A paradigm shift has occurred since the introduction of the microaxial devices. Although less is understood about their medical complications compared to other forms of mechanical support such as surgically implanted ventricular assist devices [12], the relative ease of micro-axial device deployment makes it an appealing option in the proper circumstance. Their use has notably increased in high-risk percutaneous intervention, advanced heart failure, and acute myocardial infarction with or without cardiogenic shock, but use in other clinical scenarios has been fairly limited until recently [13]. While Impella use is well described in postcardiotomy, fulminant myocarditis, and cardiac arrest, we are not aware of prior reports describing Impella use for cardiogenic shock in patients with type 2 NSTEMI secondary to sepsis.

Complex patients like the one presented are not uncommon in the intensive care unit. Epidemiological reports establish patients over the age of 65 now account for 45% of the intensive care unit population [14]. These patients often have numerous comorbidities such as advanced coronary artery disease and anemia predisposing to multifactorial hemodynamic compromise. A recent CDC report estimates the prevalence of coronary artery disease in elderly Americans is almost 20% [15]. Additionally, sepsis disproportionally afflicts the elderly, with nearly 40% of those admitted for septicemia being between the ages of 65 and 84 [16].

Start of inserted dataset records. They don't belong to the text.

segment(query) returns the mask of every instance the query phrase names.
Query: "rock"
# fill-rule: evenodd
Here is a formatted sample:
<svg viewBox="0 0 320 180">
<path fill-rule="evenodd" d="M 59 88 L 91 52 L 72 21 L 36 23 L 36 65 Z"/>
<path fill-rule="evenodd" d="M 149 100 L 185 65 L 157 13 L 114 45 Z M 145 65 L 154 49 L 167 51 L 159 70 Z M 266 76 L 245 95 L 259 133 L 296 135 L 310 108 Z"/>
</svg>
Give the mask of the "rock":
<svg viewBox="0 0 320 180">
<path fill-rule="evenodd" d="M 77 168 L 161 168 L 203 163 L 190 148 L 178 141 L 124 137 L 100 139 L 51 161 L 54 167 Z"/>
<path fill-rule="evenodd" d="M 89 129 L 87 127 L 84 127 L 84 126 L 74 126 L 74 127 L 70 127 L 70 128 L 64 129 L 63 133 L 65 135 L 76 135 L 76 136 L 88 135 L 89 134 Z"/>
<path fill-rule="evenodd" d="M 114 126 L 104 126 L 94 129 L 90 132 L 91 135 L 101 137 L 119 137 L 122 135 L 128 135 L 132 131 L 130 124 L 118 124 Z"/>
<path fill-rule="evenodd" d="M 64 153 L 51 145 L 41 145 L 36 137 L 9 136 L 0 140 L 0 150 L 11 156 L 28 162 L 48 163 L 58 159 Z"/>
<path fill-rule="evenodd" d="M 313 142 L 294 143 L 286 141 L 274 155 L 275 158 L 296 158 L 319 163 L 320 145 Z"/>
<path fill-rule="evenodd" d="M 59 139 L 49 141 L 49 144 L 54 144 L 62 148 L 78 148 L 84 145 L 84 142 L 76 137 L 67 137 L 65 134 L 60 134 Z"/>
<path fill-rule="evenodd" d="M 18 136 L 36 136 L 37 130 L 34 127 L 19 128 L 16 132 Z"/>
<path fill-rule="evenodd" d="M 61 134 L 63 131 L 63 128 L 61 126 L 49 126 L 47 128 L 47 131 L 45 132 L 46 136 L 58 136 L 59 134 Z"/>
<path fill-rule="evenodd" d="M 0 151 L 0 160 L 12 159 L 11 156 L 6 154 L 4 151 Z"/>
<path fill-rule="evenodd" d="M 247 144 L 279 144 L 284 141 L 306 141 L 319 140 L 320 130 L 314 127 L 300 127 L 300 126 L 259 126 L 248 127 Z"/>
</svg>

Despite advances in intensive care, sepsis remains a leading cause of death in noncardiac intensive care units, with an estimated mortality of 25 to 30% [17, 18]. Shock, whether of septic or cardiac origin, portends a poor prognosis when presenting in isolation and is conceivably worse when diagnosed in tandem. The burgeoning elderly population, which is disproportionately affected by both coronary artery disease and sepsis, will test our therapeutic options and require novel approaches for providing the necessary hemodynamic augmentation to overcome acute shock. For example, although our patient was provided sufficient red blood cells to correct her nonhemorrhagic anemia and appropriate antibiotics for her urosepsis, the degree of her shock was beyond the capability of medical therapy to yield a good outcome. For such patients in whom optimal medical therapy fails for the treatment of multifactorial shock, the Impella may be a viable alternative, even in the setting of sepsis. As with any time-dependent disease process, its early initiation in the judiciously screened patient may yield encouraging results.

Competing Interests

The authors have no competing interests.